If you want "the hobby to move beyond its nerd roots", the minute differences between D&D editions don't matter at all.
Probably another really good point. New editions are meant to fix the errors of old editions, but are only particularly appealing to dedicated gamers. When my girlfriend says she wants to play vampire with me, she doesn't care if it's first edition or revised or masquerade or Requiem, she gets to pretend to be a vampire for a couple hours and if the storyteller has their shit together that's "good enough". She'll never really powergame to the point where she can see the engine limitations of VTM or the antiseptic dryness of Requiem.
2. Today's nerds are tomorrow's influential citizens. In another thirty years, there will literally be no one of importance in first-world countries who did not at some point play a video game, a tabletop RPG, or partake in a similarly "nerdy" activity.

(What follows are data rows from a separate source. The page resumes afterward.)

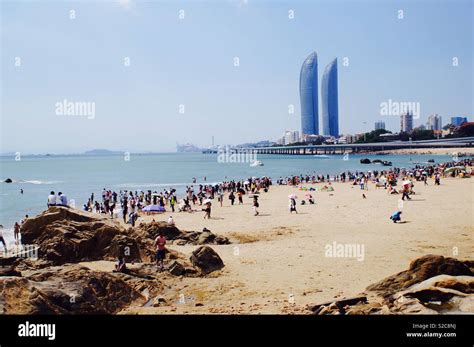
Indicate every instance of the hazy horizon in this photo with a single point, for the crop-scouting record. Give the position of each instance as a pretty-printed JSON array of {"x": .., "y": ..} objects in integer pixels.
[{"x": 142, "y": 63}]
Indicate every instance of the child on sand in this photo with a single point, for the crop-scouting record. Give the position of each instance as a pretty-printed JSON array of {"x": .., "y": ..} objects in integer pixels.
[
  {"x": 2, "y": 240},
  {"x": 396, "y": 217},
  {"x": 255, "y": 205},
  {"x": 160, "y": 243}
]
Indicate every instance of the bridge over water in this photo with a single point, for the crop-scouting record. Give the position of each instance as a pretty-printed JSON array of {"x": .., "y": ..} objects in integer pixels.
[{"x": 358, "y": 147}]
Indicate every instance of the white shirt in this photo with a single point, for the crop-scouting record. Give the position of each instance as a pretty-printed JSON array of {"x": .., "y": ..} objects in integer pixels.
[{"x": 52, "y": 199}]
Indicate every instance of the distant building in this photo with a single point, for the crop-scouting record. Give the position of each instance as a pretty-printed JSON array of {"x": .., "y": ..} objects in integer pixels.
[
  {"x": 291, "y": 137},
  {"x": 434, "y": 122},
  {"x": 344, "y": 139},
  {"x": 390, "y": 137},
  {"x": 457, "y": 121},
  {"x": 379, "y": 125},
  {"x": 329, "y": 99},
  {"x": 406, "y": 122},
  {"x": 311, "y": 138},
  {"x": 309, "y": 95}
]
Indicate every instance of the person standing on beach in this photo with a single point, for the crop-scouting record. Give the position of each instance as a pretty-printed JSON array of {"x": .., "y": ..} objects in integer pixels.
[
  {"x": 160, "y": 243},
  {"x": 173, "y": 202},
  {"x": 232, "y": 198},
  {"x": 2, "y": 240},
  {"x": 62, "y": 199},
  {"x": 51, "y": 199},
  {"x": 255, "y": 205},
  {"x": 293, "y": 205},
  {"x": 16, "y": 231},
  {"x": 207, "y": 211}
]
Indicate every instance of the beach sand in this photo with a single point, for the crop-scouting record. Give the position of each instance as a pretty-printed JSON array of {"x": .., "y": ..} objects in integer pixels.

The problem is, the further you move the nerd goalposts towards mainstream, the further nerds move away from mainstream. That's really the point. Nerds avoid mainstream, sort of like hipsters, but hipsters avoid mainstream as a status symbol. Nerds avoid it because it's not comfortable. Trying to mainstream/legitimize something like D&D means you essentially have one shot. If you fuck it up, the nerds abandon the thing like rats fleeing a sinking ship, feeling too much like they're in the spotlight, while the mainstream ignores it because it sucks, and you're left with fanboys who support, vocally, any dross you put out. Which alienates even more potential fans from both ends of the spectrum.

In fact, this is the biggest lesson you can learn from 4e. Not that it was poorly designed, but that it was poorly implemented for the wrong crowd who just didn't give a shit about D&D. It was a shot aimed at the 12 million WoW/MMO players out there to expand their numbers. It backfired by losing a large portion of their 3e fanbase and failing to capture a significantly large enough mainstream fanbase to sustain growth. So by trying to appeal to mainstream markets, they pissed off their nerdy, grognard fans who didn't see a refinement of D&D, but saw a fundamental, major paradigm shift that's arguably larger than AD&D to 3rd edition was.
Western Nerd Culture is a horrible, toxic place and there's no saving it. Enjoy being the last captain of the ship, or swim away. If you want to change the hobby, change yourself.
I wouldn't go that far. It's pretty bad, but let's not forget it was Western Nerd Culture, the fear of nuclear obliteration, and the desire to go to the moon that literally created the information age. Asia may have taken to the Internet and the information age better, but western nerd culture invented it.
Last edited by TheFlatline on Tue Dec 27, 2011 10:54 am, edited 2 times in total.